Despite the many effects that the black-tailed prairie dogs have on the terrestrial environment and on other organisms living on the prairie, how critical are black-tailed prairie dogs to the survival of other organisms? That is, are black-tailed prairie dogs keystone species? According to Paine (1969), keystone species are defined as a species whose “activities greatly modified species composition and physical appearance” and influence “the integrity of the community and its unaltered persistence.” While over 134 species of vertebrates benefit from the black-tailed prairie dog and its activities, there are a couple of species that would likely die out if the black-tailed prairie dog were to go extinct (to see a table of the associated species, click here). The black-footed ferret is so specialized on prairie dogs as a source of food that it would not likely persist if prairie dogs were eliminated (Kotliar et al., 1999). Other species associated with prairie dog colonies, such as deer mice (O’Meilia et al., 1982), Swift Foxes (Sharps, 1989), and Golden Eagles (Cully, 1991), have been observed at densities of up to three to four times greater when compared to the densities of similar populations on uncolonized grasslands.

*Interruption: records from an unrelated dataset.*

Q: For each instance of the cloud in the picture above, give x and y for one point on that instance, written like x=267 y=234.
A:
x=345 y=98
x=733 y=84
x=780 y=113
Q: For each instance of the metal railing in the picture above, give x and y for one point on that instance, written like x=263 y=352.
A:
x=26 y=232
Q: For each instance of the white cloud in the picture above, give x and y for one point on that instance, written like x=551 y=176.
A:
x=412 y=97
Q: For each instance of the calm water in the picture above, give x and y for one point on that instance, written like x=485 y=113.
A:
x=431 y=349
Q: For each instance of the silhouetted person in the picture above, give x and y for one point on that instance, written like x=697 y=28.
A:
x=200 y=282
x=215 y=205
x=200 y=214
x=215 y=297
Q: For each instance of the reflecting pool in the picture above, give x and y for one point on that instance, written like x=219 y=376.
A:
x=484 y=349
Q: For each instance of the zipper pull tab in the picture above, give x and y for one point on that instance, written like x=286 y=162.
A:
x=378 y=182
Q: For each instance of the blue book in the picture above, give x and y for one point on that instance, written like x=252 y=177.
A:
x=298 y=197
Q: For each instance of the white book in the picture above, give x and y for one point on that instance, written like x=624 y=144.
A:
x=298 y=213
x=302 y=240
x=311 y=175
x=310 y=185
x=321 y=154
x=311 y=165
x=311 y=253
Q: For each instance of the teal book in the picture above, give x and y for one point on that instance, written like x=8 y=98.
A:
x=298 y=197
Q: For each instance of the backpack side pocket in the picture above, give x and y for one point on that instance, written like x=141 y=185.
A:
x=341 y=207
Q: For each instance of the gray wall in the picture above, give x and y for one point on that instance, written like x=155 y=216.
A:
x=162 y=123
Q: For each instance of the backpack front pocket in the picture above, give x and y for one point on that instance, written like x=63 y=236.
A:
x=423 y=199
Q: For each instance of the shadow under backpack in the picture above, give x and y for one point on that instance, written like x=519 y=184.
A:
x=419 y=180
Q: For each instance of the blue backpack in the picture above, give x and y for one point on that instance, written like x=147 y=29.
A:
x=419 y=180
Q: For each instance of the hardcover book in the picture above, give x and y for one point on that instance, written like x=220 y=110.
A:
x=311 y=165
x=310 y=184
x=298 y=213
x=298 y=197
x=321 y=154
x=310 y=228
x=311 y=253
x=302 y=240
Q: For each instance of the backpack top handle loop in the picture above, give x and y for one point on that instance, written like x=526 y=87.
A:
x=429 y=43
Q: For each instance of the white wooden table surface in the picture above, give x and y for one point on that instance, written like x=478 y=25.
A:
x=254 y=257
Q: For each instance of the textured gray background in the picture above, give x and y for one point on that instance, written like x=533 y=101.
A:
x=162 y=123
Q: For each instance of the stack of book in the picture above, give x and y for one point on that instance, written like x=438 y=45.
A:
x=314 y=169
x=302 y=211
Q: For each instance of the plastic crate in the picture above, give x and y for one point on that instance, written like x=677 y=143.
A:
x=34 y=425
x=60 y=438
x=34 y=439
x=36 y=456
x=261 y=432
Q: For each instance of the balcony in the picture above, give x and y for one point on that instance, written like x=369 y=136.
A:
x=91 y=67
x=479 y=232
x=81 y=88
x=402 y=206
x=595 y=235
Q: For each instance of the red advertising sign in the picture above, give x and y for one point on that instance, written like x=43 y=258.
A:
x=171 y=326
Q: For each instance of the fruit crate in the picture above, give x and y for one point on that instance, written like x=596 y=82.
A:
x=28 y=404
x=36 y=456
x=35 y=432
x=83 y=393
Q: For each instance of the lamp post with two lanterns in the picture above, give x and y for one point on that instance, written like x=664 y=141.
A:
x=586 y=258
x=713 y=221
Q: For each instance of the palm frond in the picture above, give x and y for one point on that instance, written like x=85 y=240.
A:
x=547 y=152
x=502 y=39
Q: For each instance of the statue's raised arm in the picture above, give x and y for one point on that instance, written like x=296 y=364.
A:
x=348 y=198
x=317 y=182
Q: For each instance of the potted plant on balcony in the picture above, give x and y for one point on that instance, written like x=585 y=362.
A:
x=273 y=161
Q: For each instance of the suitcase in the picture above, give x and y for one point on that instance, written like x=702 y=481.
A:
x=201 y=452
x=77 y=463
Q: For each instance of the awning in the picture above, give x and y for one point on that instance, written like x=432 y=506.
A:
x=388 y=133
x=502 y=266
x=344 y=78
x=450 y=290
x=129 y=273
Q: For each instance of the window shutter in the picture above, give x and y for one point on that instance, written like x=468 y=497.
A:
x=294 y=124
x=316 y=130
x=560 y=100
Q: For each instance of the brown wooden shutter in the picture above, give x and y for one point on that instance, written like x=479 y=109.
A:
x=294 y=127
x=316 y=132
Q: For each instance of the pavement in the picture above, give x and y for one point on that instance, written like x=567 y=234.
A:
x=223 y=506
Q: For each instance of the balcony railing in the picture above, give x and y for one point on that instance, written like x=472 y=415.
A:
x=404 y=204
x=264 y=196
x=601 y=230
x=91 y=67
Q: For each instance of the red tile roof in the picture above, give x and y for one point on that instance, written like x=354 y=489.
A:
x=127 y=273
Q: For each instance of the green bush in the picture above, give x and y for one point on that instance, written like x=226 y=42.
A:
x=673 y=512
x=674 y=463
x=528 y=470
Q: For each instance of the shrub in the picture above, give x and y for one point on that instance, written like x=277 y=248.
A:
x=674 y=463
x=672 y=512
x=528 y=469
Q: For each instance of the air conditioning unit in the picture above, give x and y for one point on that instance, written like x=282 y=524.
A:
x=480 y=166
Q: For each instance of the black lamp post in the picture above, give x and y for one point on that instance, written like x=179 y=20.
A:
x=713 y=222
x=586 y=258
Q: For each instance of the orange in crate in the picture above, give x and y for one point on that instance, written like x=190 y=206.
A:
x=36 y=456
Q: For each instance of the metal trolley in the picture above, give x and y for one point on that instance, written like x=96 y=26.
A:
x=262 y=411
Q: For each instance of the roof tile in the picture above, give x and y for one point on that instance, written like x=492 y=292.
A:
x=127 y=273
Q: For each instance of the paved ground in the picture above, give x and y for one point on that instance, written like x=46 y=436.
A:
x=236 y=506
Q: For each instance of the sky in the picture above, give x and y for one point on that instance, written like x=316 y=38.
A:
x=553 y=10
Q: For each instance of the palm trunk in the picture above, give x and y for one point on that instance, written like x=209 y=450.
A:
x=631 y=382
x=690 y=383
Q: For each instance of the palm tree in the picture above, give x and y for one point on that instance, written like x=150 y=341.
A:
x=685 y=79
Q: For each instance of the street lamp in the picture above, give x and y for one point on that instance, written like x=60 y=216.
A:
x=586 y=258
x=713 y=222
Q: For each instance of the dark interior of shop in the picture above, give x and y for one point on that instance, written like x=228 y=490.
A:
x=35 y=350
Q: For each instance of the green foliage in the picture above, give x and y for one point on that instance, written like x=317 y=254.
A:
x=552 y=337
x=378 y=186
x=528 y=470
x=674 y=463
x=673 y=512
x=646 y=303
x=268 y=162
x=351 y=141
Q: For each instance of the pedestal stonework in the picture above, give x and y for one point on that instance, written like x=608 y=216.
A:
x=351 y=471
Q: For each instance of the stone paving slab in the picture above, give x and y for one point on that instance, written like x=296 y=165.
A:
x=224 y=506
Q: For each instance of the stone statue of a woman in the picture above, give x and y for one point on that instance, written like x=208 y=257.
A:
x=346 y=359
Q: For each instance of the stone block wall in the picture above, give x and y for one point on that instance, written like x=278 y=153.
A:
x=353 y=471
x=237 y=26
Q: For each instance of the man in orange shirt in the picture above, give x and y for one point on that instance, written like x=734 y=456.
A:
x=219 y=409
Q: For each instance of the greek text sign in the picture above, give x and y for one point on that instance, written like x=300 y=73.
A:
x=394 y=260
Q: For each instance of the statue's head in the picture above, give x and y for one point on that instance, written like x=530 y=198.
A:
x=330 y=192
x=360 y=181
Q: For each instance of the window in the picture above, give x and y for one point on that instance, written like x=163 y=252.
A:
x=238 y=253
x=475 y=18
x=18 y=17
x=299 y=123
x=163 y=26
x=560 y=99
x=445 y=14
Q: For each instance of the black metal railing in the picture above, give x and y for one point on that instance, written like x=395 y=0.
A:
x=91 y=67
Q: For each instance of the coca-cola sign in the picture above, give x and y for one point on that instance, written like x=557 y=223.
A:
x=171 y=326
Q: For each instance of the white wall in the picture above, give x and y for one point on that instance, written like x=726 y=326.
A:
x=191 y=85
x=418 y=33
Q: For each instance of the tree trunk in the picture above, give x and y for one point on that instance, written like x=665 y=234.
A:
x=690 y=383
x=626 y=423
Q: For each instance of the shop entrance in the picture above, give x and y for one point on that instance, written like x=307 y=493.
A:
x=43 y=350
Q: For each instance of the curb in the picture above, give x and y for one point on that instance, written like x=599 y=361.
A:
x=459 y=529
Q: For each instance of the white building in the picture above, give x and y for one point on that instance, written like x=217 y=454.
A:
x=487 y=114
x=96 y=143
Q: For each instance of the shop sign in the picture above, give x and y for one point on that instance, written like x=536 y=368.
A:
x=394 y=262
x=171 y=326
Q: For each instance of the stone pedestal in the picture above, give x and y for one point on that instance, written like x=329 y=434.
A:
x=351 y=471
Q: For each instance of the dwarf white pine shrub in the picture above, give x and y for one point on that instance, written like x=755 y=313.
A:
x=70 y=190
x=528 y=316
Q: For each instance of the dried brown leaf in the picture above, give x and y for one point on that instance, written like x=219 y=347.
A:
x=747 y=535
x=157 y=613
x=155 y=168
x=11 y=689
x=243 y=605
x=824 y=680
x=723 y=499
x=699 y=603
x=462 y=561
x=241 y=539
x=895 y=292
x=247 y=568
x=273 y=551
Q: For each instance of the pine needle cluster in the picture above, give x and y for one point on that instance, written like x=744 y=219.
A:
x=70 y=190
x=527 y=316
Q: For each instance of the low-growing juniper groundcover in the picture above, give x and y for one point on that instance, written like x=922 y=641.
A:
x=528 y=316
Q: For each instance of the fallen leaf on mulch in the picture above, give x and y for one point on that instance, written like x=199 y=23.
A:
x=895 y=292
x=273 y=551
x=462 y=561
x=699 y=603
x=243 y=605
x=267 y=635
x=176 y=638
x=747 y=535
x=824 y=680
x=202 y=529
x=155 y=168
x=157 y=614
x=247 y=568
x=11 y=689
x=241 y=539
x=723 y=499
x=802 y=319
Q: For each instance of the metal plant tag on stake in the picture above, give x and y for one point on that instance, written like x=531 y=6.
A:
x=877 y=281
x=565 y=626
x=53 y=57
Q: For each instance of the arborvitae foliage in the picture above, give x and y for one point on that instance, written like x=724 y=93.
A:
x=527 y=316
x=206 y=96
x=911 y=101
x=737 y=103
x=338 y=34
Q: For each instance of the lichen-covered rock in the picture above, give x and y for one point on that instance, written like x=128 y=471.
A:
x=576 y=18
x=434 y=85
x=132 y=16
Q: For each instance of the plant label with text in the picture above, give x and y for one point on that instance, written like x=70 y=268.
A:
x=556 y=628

At a terrestrial level, the black-tailed prairie dog provide a continuous and large-scale disturbance of the environment, which is necessary for both species composition and ecosystem function (Kotliar et al., 1999).  Disturbances are provided by nomadic ungulates and fossorial mammals, as well as natural disturbances such as fire, but these disturbances are simply too sporadic or too small in scale.

Based on the widespread effect of beneficial disturbance that the black-tailed prairie dog has on its terrestrial environment, as well as other species’ dependence on it for survival and/or improved population numbers, it is evident that the black-tailed prairie dog is a cornerstone of ecosystem integrity and persistence. We can thus conclude that the black-tailed prairie dog is indeed a keystone species.